= Cudah Ratwatte =

Sir Jayatilaka Cudah Ratwatte Adigar (15 March 1880 – 27 March 1940) was a Ceylonese colonial-era politician and headman. He was a member of the State Council of Ceylon (1931–1933), the first elected Mayor of Kandy (1939–40), the first person from Kandy to be awarded a knighthood from the British and was appointed to the post of Adigar.

Born to Abeyratne Banda Ratwatte Basnayake and Thalgahagoda Lewke Punchi née Kumarihamy, he was educated at Trinity College, Kandy. His brothers were Barnes Ratwatte Dissawa and Harris Leuke Ratwatte both members of the State Council of Ceylon. He was the uncle of Sirimavo Ratwatte Dias Bandaranaike. In 1908 he married Chitravo Katugaha née Kumarihamy, with whom he had ten children including his eldest son, A. C. L. Ratwatte MBE (1909–1971), who also served as the Mayor Kandy (1948), Ceylon's High Commissioner in Ghana (1965) and Ceylon's Ambassador to Malaysia, Stanley Ratwatte and J. C. Ratwatte II.

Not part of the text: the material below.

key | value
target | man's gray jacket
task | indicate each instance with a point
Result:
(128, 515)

Cudah Ratwatte served as the Shroff of the Mercantile Bank of Kandy. On 4 May 1931, Ratwatte was elected unopposed to the 1st State Council of Ceylon, representing Balangoda. He resigned from the State Council on 1 August 1933 due to ill-health. In 1939 he was granted a Knight Bachelor in the New Year Honours list for public services in Ceylon. At the first meeting of the Kandy Municipal Council on 17 June 1939 Ratwatte was elected the Mayor of Kandy, a position he retained for a year.

Ratwatte died on 27 March 1940 after a short illness.